Thus, provided only that the dispute is of a kind which is amenable
to adjudication by the Commission
or the court in terms of the
structure of the Act, albeit not as a matter of immediacy, but once
the prerequisites for such adjudication
have been satisfied, a
settlement in relation thereto maybe made an order in terms of
section 158(1)(c), irrespective of the date
of its conclusion. This
construction does no violence to the wording of section 158(1A). As
previously indicated, it
has been recognised that the word “right”
in the language of the law may be used in a wider and laxer sense and
not
in the sense that it is synonymous with the concept of a “legal
right”, correlating to a duty or obligation. It is in
this
wider sense that the word “right” is in my judgment used
in section 158(1A) of the Act. It follows,in my view,
that the
character of the right referred to in section 158(1A) is such that it
need not be open to immediate exercise, but may
be invoked at
sometime in the future when the pre-requisites therefore have been
fulfilled. It nonetheless is something which is
extant in the sense
that, bar a subsequent resolution of the matter, the machinery of
referral may be resorted to.’
[24] Making settlement
agreements orders of court may be regarded as important for the
protection of the rights of the parties
to the settlement. It not
only facilitates and enables execution through court processes, but
would enable an aggrieved party to
institute contempt proceedings if
the order of court is not complied with.
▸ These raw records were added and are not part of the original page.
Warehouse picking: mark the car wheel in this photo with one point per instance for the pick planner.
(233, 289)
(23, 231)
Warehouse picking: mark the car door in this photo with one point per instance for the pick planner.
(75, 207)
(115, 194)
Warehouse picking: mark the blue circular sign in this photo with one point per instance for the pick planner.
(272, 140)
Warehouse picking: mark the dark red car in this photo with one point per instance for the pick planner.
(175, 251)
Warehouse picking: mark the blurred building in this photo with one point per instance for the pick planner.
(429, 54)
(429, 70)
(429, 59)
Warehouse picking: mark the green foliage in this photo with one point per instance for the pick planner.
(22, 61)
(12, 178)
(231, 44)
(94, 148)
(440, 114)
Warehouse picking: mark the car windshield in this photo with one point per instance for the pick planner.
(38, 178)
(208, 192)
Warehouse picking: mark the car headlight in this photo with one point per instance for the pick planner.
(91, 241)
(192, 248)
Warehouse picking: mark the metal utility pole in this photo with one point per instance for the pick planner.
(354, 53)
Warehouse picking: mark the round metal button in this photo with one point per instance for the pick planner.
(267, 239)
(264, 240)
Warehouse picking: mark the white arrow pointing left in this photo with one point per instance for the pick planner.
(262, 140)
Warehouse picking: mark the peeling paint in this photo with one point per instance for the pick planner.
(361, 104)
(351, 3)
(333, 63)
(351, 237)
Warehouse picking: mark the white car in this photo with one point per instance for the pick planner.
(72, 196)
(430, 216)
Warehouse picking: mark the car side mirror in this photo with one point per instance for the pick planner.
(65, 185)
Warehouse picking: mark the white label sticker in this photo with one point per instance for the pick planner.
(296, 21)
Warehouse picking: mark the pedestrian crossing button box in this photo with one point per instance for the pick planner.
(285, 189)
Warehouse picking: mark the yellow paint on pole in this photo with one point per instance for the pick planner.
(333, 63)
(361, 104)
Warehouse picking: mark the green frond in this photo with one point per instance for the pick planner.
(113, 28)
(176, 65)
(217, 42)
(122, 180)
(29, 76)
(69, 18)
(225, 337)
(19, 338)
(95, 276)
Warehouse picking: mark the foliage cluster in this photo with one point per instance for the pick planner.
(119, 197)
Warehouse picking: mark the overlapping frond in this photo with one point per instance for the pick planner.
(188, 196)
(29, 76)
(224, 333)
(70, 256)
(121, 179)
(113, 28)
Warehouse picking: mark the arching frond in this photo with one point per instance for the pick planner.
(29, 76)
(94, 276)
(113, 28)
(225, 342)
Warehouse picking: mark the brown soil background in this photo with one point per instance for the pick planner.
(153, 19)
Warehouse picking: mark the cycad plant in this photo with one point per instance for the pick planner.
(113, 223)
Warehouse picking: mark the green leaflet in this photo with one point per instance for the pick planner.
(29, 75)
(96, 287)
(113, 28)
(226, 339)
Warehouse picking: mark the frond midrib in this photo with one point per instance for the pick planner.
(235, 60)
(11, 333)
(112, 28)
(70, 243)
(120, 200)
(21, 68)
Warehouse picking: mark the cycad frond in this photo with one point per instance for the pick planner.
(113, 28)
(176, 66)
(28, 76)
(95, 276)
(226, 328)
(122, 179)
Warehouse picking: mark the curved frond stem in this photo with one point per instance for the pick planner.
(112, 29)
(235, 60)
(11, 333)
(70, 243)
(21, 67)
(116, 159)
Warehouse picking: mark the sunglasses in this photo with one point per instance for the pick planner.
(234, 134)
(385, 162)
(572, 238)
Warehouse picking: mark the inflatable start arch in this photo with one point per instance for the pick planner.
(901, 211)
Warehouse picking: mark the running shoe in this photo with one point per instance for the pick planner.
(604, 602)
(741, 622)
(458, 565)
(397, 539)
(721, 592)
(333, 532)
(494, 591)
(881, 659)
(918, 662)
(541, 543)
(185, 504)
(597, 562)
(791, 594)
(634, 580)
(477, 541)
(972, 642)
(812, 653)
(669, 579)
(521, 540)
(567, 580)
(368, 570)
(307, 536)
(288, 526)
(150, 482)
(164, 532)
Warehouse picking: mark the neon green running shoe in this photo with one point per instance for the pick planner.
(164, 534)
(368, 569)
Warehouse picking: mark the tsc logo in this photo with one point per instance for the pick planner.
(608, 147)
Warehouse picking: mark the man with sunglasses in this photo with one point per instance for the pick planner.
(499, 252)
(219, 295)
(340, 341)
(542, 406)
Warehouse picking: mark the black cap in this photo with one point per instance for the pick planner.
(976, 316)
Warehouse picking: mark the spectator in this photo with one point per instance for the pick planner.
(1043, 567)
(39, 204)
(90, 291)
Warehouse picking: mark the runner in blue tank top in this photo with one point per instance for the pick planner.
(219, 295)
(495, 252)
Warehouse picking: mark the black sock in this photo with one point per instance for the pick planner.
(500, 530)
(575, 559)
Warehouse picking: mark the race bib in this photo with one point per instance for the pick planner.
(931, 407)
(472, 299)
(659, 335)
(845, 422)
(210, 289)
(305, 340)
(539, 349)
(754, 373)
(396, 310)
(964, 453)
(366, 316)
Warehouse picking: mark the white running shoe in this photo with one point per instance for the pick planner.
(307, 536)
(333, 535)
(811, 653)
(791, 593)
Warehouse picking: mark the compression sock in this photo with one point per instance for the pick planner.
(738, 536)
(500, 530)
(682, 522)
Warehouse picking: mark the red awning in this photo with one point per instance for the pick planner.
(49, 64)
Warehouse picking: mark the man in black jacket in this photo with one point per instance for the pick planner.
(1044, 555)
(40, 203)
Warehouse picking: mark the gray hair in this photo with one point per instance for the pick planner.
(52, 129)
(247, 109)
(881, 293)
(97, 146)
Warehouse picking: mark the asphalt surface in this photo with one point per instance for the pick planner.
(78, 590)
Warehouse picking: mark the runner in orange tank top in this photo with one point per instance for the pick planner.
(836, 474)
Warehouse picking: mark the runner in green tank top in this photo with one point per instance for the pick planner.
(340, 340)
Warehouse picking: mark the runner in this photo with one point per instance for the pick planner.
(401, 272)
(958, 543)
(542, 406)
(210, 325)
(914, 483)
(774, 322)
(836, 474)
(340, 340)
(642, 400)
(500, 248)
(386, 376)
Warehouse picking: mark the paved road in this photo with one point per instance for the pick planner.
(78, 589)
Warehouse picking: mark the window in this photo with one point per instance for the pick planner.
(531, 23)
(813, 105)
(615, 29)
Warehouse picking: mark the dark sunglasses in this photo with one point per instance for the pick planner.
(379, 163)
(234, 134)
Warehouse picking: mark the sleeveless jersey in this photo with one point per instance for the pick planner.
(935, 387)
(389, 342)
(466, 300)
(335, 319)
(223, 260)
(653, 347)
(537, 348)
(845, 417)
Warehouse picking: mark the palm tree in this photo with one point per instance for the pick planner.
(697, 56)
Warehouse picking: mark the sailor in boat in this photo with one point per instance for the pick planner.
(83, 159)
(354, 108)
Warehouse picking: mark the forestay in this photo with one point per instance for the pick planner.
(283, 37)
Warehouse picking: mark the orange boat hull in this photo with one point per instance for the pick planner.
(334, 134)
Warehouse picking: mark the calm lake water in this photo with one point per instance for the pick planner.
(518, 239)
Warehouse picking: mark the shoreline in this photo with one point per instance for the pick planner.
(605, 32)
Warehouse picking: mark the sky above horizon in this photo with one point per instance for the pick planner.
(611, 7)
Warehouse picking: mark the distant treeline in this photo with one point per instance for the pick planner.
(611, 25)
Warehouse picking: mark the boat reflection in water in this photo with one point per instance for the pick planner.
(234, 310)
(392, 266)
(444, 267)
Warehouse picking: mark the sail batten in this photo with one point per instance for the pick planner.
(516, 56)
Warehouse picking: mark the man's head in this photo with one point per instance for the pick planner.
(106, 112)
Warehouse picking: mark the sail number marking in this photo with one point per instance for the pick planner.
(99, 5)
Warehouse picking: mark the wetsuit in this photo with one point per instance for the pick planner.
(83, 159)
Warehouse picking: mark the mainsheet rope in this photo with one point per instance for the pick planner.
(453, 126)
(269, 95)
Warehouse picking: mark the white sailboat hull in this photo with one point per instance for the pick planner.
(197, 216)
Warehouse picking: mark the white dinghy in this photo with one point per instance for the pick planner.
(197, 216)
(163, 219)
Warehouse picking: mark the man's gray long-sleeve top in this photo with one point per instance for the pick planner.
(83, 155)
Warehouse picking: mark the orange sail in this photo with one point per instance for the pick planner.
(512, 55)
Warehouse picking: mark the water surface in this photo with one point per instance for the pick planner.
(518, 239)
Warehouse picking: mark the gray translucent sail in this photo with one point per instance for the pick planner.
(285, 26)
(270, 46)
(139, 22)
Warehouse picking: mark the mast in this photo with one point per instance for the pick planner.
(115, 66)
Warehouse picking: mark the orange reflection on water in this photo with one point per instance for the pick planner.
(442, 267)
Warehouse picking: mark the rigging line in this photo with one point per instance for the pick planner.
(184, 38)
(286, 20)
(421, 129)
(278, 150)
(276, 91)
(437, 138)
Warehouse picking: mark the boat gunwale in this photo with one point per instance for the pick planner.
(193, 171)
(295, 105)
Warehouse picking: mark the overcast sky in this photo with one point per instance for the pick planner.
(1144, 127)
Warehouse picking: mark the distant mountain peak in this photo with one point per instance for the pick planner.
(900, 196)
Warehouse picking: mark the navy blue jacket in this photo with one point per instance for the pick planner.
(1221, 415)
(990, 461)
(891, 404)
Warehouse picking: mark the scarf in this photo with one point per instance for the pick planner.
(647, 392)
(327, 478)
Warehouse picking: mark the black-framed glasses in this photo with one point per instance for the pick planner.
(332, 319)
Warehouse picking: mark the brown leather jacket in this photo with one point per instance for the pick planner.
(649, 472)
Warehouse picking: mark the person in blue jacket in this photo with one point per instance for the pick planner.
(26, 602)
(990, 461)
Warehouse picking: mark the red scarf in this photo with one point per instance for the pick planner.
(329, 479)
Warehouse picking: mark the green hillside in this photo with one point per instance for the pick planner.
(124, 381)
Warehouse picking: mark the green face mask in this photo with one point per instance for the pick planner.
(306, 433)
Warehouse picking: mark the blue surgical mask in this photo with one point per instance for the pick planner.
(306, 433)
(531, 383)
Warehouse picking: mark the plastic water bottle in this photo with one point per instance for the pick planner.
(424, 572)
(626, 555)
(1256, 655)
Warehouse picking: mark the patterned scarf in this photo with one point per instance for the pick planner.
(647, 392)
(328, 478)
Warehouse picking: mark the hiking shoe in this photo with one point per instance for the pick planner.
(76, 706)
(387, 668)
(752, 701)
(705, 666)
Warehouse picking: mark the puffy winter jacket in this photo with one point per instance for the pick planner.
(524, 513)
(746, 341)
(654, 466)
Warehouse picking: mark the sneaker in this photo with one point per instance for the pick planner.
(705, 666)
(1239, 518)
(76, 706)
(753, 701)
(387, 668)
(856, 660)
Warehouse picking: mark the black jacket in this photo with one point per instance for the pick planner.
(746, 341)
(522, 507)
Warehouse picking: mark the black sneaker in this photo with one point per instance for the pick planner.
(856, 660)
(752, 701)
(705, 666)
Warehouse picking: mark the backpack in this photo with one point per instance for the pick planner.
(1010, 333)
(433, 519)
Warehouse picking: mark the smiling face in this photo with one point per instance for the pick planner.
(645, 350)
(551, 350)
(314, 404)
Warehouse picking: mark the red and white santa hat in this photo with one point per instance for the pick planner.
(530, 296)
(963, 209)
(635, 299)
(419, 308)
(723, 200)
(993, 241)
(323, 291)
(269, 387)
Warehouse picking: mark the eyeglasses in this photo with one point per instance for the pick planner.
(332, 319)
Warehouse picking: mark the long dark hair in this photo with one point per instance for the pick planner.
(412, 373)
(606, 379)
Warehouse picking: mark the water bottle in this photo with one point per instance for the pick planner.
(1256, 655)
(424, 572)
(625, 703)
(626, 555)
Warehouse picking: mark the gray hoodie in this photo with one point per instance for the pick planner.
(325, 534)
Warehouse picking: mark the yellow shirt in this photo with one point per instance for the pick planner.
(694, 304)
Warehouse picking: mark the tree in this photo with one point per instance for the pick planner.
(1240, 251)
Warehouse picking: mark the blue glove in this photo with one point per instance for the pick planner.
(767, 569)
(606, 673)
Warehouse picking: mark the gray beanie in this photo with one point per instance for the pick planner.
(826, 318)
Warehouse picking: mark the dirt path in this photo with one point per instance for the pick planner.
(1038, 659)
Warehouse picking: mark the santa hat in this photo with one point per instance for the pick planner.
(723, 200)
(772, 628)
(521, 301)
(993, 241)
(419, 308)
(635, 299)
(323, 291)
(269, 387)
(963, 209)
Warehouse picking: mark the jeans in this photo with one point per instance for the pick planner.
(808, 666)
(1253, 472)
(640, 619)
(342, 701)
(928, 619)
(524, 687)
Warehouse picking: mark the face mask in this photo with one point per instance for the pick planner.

If the word 'right' in s
158(1A) were to be given a
strict meaning, consequences would ensue
that cannot be said to be consistent with the aims and objects of the
LRA. With regard
to the kinds of dispute envisaged in s 191 of the
LRA — the power of the Labour Court to make settlements orders
of court
would be limited to those settlements entered into after
failed conciliation and a certificate has been issued to that effect,
or in respect of which 30 days elapsed from the date the dispute was
referred to the council or CCMA, but which remained unresolved.
Parties would be reluctant to enter into settlement agreements before
the aforementioned events have occurred, because they would
not be
able to make their agreements orders of court.
Since the
identical phrase, 'right to refer', is also found in s 142A(2), the
same would apply in respect of settlements which parties
wish to make
awards in terms of s 142A of the LRA. The only settlement agreements
that the CCMA would be empowered to make awards
would be those
concluded after failed conciliation and a certificate had been issued
to that effect, or 30 days had elapsed since
the dispute had been
referred to the CCMA and the dispute remains unresolved
[my emphasis]
.
Giving a strict meaning to the word
'right' in s 158(1A) would have the effect of differentiating between
those settlements concluded
before and those concluded after the
statutory events pertaining to conciliation had occurred. Other than
purporting to limit the
potential number of applications to make
settlements orders of court, there appears to be no rational basis
for such differentiation.
Moreover, any retardation, or
discouragement of the early settlement of disputes is not consistent
with the objects of the LRA,
namely, the resolution of disputes as
speedily as possible, in an efficient and cost effective manner.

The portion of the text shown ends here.